Regelmäßig Hunderttausende oder Millionen Dollar über IMTS zu verschicken, ohne jegliche offizielle Referenz ist wohl ein Ding der Unmöglichkeit. Selbst die Taleban haben es in Afghanistan nicht geschafft, das "Hawala" für ihre Zwecke zu instrumentalisieren, geschweige denn zu kontrollieren.
Gerade in Afghanistan benutzen noch heute internationale Hilfsorganisationen bevorzugt das traditionelle Überweisungssystem, um Geld innerhalb des Landes zu verschicken.
IMTS ist kein "Underground-Bank-System", es ist gemeinhin öffentlich und für jedermann zugänglich. Es ist historisch eins der sichersten Systeme, Geld zu transferieren und erfüllt eine wichtige ökonomische Funktion.
Den meisten Teilnehmern der Konferenz in Abu Dhabi hielten es lieber mit der Definition der Zeitschrift "Time", die in einem Artikel (5. Oktober 2001) von "einem Banksystem für den Terrorismus" sprach. J. Orlin Grabbe, ein ehemaliger Professor der Wharton School of Business, der heute in Dubai lebt, macht auf ironische Weise deutlich wie absurd diese Einordnung ist:
Im einem der Stockwerke der Citibank in Manhattan scheint niemand zu arbeiten, bis das Telefon plötzlich läutet.
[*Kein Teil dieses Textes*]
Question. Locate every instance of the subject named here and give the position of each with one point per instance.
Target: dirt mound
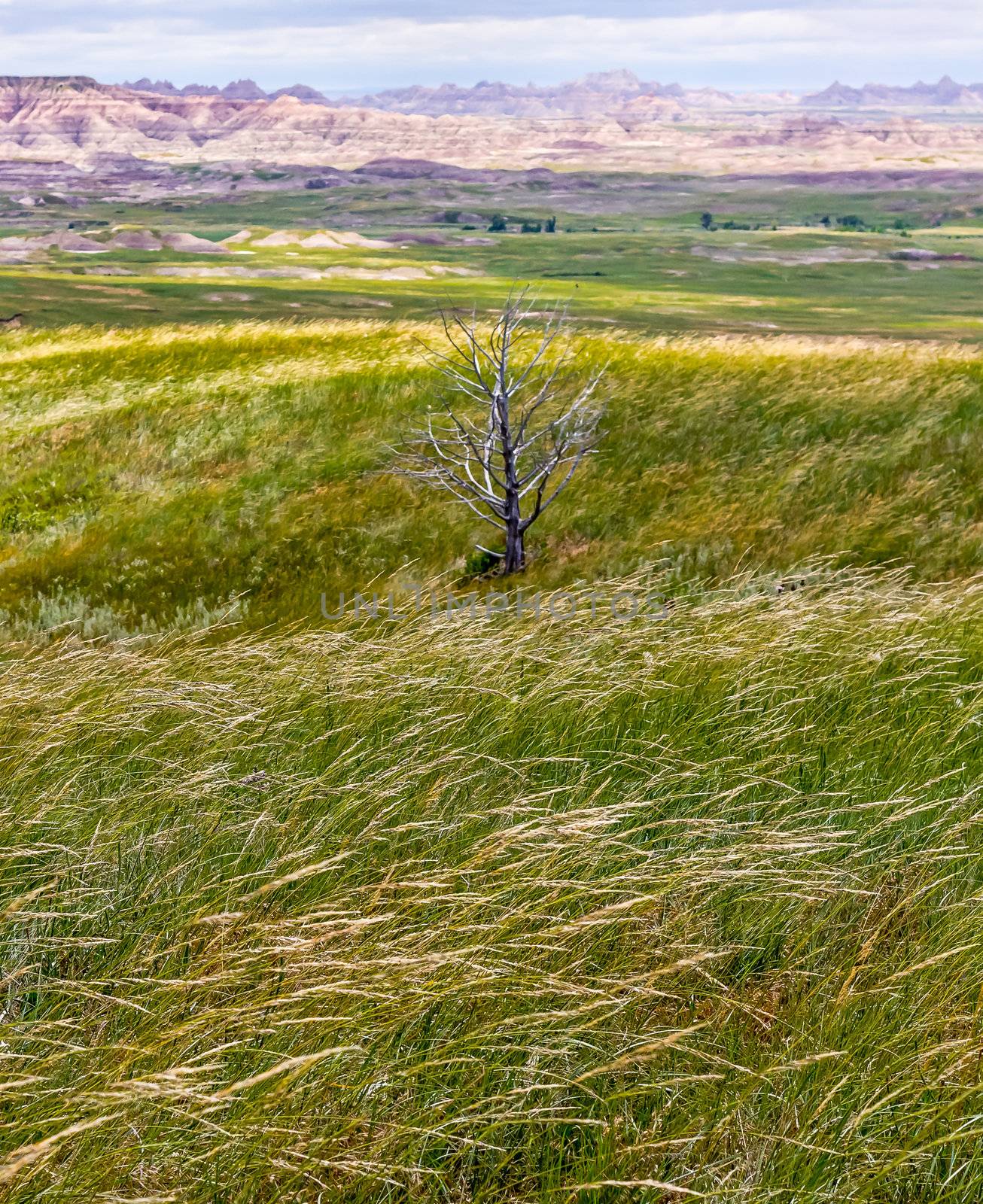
(190, 242)
(136, 240)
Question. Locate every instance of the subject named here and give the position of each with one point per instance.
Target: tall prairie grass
(503, 911)
(151, 479)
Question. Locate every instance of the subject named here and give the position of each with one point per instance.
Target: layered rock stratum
(84, 124)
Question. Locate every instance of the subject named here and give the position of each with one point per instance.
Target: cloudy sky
(355, 45)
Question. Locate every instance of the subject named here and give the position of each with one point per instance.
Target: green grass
(503, 911)
(152, 476)
(630, 251)
(482, 909)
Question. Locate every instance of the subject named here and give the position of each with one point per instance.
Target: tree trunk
(515, 549)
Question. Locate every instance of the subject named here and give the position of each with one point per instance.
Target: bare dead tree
(515, 421)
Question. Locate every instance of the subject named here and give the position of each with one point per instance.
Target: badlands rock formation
(81, 123)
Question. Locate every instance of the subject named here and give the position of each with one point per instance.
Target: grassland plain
(503, 912)
(630, 250)
(497, 909)
(150, 477)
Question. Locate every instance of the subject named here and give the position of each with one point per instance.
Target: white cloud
(832, 40)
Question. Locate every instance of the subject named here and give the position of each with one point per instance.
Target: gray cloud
(387, 42)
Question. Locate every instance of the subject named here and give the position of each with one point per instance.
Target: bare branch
(533, 418)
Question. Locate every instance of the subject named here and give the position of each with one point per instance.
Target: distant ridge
(597, 94)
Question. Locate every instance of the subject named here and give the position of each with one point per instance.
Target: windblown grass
(154, 476)
(503, 911)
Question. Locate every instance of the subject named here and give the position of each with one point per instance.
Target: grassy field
(516, 912)
(154, 477)
(493, 908)
(631, 253)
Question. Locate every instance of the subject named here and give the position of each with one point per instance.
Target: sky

Dann werden Notizen gemacht, Instruktionen geflüstert, die Tastaturen der Computer klappern. Die Männer dort transferieren Geld, zu Exporteuren, zu Drogenhändlern, Steuerflüchtlingen, an korrupte Politiker. Und an Terroristen. Ganz klar, es ist Zeit, die Citibank zu schließen.